Grant Peeples: Pawnshop
This man’s a born writer, it just seems it took a while for him to get the bit between his teeth. According to the potted autobiography he’s got up on his website, which I’m prepared to take pretty much at face value despite the poetic sweep of his tale, it was a friends rendition of Bob Dylan songs that turned him onto the possibilities of songwriting. Many years of playing around with songwriting never really worked out for him, despite a successful comic song earning him a ticket to Nashville for a while. So he drifted away and only came back to it recently, on the point of turning 50.

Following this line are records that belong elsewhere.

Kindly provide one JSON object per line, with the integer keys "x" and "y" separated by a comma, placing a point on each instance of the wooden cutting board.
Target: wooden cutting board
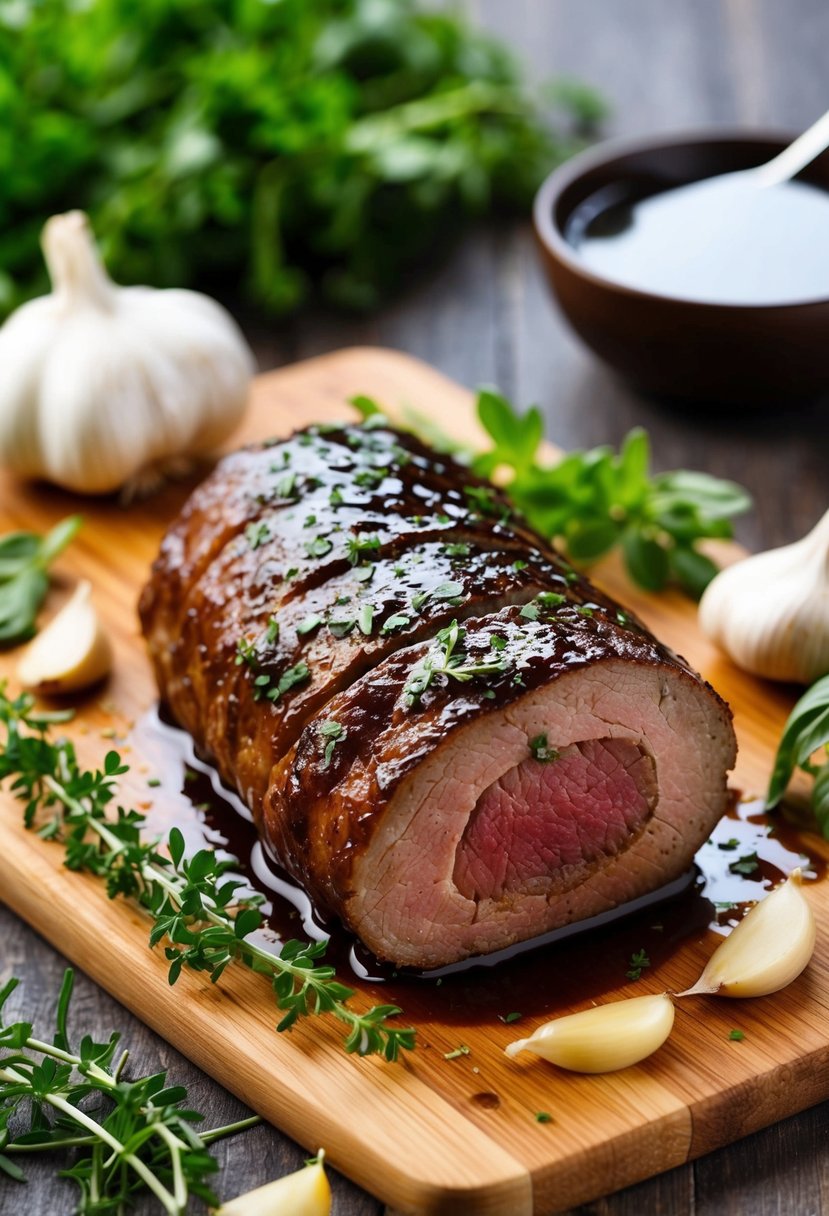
{"x": 427, "y": 1133}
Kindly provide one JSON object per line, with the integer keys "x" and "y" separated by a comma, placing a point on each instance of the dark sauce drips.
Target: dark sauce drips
{"x": 748, "y": 854}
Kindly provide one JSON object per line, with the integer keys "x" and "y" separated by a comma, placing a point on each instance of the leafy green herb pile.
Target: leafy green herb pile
{"x": 24, "y": 558}
{"x": 199, "y": 913}
{"x": 268, "y": 146}
{"x": 805, "y": 735}
{"x": 125, "y": 1138}
{"x": 590, "y": 501}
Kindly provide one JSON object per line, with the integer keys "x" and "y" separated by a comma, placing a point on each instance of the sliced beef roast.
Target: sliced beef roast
{"x": 447, "y": 736}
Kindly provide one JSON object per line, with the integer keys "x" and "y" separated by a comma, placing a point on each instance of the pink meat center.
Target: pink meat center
{"x": 546, "y": 821}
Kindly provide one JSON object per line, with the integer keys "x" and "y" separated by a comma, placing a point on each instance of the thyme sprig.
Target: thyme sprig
{"x": 134, "y": 1137}
{"x": 449, "y": 658}
{"x": 196, "y": 910}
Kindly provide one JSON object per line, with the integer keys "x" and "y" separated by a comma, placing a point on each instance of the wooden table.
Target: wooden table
{"x": 485, "y": 316}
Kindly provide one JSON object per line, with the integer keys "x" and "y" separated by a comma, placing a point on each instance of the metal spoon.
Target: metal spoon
{"x": 801, "y": 152}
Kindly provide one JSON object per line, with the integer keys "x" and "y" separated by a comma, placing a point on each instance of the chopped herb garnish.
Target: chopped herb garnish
{"x": 333, "y": 733}
{"x": 447, "y": 591}
{"x": 257, "y": 534}
{"x": 639, "y": 961}
{"x": 342, "y": 628}
{"x": 456, "y": 1054}
{"x": 366, "y": 619}
{"x": 287, "y": 485}
{"x": 398, "y": 620}
{"x": 745, "y": 865}
{"x": 319, "y": 546}
{"x": 446, "y": 658}
{"x": 541, "y": 749}
{"x": 361, "y": 546}
{"x": 246, "y": 652}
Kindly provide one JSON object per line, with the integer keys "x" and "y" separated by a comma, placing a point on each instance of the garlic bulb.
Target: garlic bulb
{"x": 303, "y": 1193}
{"x": 71, "y": 653}
{"x": 603, "y": 1039}
{"x": 770, "y": 613}
{"x": 767, "y": 950}
{"x": 105, "y": 386}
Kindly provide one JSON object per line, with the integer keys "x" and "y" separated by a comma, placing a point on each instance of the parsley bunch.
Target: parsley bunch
{"x": 597, "y": 499}
{"x": 196, "y": 910}
{"x": 125, "y": 1138}
{"x": 806, "y": 735}
{"x": 272, "y": 148}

Well I reckon it was worth the wait; he’s still writing comic songs but mostly they’re funny in the way that Dylan himself is funny – a mordant wit allied to a strong sense of the point he wants to make. He’s got a strong political awareness and he’s writing for the little guys downtrodden by the world in the rush for ever greater prosperity. Sometimes the music itself is used to disguise the point he’s making: the bluegrassy Jesus Was A Revolutionary, sounding like Appalachian gospel music, very determinedly makes the case for Jesus as proto-socialist – and that’s why he was killed. I don’t think I buy the equating of Jesus’ crucifixion with the use of the electric chair in modern America. America has ways of neutralising it’s radicals without resort to execution. People who end up in the electric chair, if they’re not actually victims of an injustice, are just bad guys who couldn’t afford a good enough lawyer.

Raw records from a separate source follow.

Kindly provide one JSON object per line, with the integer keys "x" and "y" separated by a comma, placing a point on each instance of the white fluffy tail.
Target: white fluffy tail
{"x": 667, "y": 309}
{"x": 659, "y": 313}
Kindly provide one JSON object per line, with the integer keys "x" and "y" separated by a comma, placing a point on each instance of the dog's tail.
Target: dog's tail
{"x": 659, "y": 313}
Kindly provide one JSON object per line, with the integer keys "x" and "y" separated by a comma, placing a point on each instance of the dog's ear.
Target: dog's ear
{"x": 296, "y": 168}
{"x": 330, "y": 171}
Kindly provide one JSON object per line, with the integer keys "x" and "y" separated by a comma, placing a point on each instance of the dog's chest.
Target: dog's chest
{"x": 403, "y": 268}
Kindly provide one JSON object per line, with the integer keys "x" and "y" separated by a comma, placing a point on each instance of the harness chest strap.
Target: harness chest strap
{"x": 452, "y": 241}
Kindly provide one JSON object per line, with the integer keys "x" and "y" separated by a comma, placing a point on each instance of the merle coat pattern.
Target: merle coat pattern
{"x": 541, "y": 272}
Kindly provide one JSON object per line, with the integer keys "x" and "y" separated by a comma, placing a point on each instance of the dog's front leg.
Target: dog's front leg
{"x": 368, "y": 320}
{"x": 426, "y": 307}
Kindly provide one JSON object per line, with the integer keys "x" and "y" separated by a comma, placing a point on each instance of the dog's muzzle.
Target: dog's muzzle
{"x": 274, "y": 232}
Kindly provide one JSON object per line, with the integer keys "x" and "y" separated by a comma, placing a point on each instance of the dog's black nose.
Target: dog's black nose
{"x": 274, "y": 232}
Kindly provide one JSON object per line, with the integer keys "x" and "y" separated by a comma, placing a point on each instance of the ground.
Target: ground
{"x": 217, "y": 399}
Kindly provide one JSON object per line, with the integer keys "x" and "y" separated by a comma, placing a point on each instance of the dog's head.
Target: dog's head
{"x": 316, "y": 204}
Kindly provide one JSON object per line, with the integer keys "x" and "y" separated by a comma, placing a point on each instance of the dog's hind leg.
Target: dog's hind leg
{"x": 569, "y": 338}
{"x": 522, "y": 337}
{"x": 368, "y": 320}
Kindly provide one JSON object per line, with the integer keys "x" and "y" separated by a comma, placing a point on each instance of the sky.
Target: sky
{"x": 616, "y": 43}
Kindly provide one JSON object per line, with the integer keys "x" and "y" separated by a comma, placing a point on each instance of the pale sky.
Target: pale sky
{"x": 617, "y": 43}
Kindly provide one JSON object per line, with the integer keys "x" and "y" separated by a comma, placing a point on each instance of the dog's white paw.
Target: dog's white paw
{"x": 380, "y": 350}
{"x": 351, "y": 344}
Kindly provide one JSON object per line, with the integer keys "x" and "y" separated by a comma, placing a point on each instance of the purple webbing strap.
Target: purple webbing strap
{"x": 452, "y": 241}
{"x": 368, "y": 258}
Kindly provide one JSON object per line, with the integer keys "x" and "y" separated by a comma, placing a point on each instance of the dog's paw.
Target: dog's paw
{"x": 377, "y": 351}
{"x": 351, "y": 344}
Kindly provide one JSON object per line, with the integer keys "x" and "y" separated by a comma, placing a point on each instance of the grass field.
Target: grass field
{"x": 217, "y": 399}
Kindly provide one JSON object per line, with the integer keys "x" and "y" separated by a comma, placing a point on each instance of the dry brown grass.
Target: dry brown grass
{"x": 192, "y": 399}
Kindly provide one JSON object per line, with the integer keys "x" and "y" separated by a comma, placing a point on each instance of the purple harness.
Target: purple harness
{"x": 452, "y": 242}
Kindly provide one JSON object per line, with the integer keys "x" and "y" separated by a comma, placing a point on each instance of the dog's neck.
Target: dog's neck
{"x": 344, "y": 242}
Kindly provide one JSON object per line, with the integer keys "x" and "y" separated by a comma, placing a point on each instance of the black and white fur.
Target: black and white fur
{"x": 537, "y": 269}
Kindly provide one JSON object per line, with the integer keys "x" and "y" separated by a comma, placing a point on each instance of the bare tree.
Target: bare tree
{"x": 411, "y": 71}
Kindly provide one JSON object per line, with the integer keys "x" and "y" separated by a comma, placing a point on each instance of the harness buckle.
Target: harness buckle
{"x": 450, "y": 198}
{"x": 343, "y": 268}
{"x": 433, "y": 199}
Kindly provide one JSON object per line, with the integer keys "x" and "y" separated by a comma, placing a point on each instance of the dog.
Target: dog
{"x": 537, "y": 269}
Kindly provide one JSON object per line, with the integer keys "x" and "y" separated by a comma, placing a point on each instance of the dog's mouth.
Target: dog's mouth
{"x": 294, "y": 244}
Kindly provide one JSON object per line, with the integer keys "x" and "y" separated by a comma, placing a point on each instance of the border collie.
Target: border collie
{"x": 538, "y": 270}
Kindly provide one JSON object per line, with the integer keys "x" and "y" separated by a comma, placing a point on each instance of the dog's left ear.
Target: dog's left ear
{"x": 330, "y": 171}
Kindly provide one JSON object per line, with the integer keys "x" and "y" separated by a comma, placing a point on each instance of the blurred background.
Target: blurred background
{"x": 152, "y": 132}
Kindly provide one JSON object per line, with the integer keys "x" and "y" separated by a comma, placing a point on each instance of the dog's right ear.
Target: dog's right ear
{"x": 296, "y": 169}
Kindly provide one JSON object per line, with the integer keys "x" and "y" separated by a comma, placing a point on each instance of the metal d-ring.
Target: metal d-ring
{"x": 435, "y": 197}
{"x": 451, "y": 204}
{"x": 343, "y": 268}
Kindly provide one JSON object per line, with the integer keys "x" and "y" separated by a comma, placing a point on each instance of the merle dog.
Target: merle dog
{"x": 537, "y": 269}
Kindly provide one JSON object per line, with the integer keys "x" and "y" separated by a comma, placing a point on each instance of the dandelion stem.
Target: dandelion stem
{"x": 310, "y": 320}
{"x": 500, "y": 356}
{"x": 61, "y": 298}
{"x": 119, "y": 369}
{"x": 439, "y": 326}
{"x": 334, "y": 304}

That’s the only track that’s bluegrass-tinged. On other songs Grant and his adaptable bunch of players try out all sorts of sounds, from honky tonk to the smoky, jazzy rock of Searching For A Sign. This actually has the effect of giving the album as a whole greater depth and hidden pleasures to be revealed on greater familiarity. The weight of these songs, however, is in the lyrics; Leaving her Was Easy is a prime example. Sounding like bog-standard honky tonk sentimentality, closer listening reveals the jokes: “leaving her was easy – once she dumped all my stuff out in the yard”. There is a problem sometimes with songs like this: once they’ve revealed their surprise they tend not to bear much repeat listening, but there’s a great seriousness underlying Grant Peeple’s humour that’s worth paying attention to.

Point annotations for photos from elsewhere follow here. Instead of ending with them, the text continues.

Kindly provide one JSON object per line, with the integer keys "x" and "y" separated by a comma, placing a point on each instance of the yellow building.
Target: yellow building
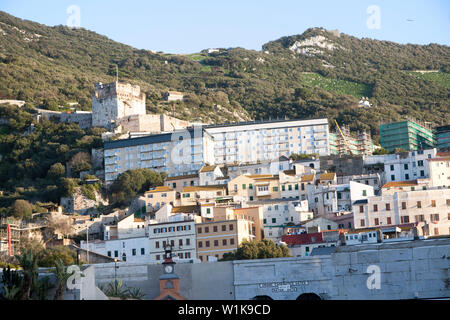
{"x": 228, "y": 229}
{"x": 179, "y": 182}
{"x": 158, "y": 197}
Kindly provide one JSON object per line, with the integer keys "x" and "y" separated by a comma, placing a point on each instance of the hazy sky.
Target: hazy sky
{"x": 183, "y": 26}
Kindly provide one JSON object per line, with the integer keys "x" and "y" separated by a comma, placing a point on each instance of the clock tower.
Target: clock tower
{"x": 169, "y": 282}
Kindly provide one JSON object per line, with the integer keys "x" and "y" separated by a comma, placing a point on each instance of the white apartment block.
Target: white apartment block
{"x": 278, "y": 213}
{"x": 439, "y": 172}
{"x": 398, "y": 167}
{"x": 179, "y": 234}
{"x": 249, "y": 142}
{"x": 430, "y": 209}
{"x": 177, "y": 153}
{"x": 114, "y": 101}
{"x": 328, "y": 199}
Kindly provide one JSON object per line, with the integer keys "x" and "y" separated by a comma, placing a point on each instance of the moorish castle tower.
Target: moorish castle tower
{"x": 114, "y": 101}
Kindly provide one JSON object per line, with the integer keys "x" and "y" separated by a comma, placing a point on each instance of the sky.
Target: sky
{"x": 188, "y": 26}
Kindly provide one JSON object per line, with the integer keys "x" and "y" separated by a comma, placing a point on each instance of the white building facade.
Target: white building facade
{"x": 178, "y": 153}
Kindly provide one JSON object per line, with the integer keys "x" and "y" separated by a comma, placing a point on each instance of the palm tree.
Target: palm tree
{"x": 62, "y": 276}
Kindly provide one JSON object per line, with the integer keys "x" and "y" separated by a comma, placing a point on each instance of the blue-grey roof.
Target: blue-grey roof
{"x": 152, "y": 138}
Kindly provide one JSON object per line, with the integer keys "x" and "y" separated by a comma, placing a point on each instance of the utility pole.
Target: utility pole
{"x": 87, "y": 243}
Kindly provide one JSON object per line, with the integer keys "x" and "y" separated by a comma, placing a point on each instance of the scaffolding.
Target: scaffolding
{"x": 11, "y": 230}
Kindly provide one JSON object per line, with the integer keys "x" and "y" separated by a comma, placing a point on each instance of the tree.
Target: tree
{"x": 80, "y": 162}
{"x": 56, "y": 171}
{"x": 132, "y": 182}
{"x": 28, "y": 261}
{"x": 22, "y": 209}
{"x": 263, "y": 249}
{"x": 62, "y": 276}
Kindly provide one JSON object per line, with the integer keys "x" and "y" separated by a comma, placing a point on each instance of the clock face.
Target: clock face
{"x": 168, "y": 269}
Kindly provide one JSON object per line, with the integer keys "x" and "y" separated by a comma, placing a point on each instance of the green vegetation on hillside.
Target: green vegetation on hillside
{"x": 356, "y": 90}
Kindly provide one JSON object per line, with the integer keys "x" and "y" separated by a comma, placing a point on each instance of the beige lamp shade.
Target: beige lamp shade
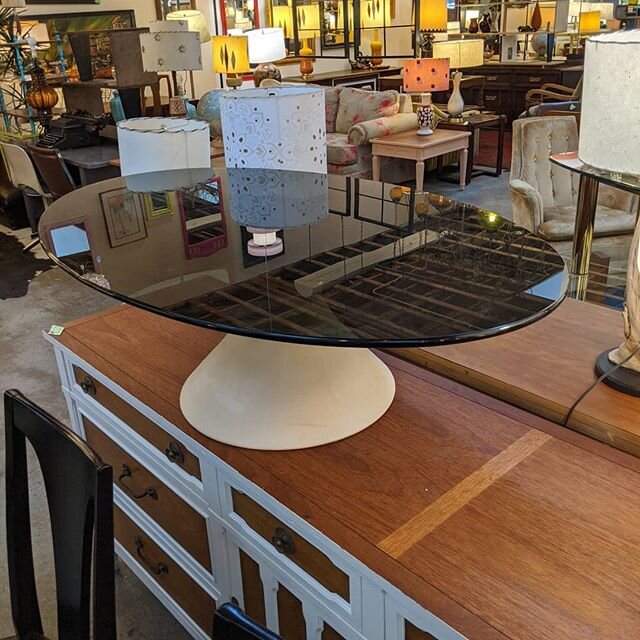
{"x": 433, "y": 15}
{"x": 230, "y": 54}
{"x": 266, "y": 45}
{"x": 308, "y": 20}
{"x": 609, "y": 122}
{"x": 425, "y": 75}
{"x": 159, "y": 26}
{"x": 171, "y": 51}
{"x": 375, "y": 14}
{"x": 282, "y": 17}
{"x": 195, "y": 22}
{"x": 461, "y": 53}
{"x": 589, "y": 21}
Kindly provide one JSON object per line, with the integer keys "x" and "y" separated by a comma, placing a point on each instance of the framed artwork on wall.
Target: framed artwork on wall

Grant’s voice is roughedged and gravelly and he’s certainly not the most musical of singers, but he varies his approach enough not to entirely bludgeon you and he’s got some girls stepping up to the mic occasioinally to sweeten the sound. There’s some really nice playing from his band, especially Lis Williamson and Kurt Johnston on the guitars. The guy is good, one of the best and most original writers I’ve come across in a while. And if you check out his website you absolutely must listen to his offering for a Florida State Song. Priceless.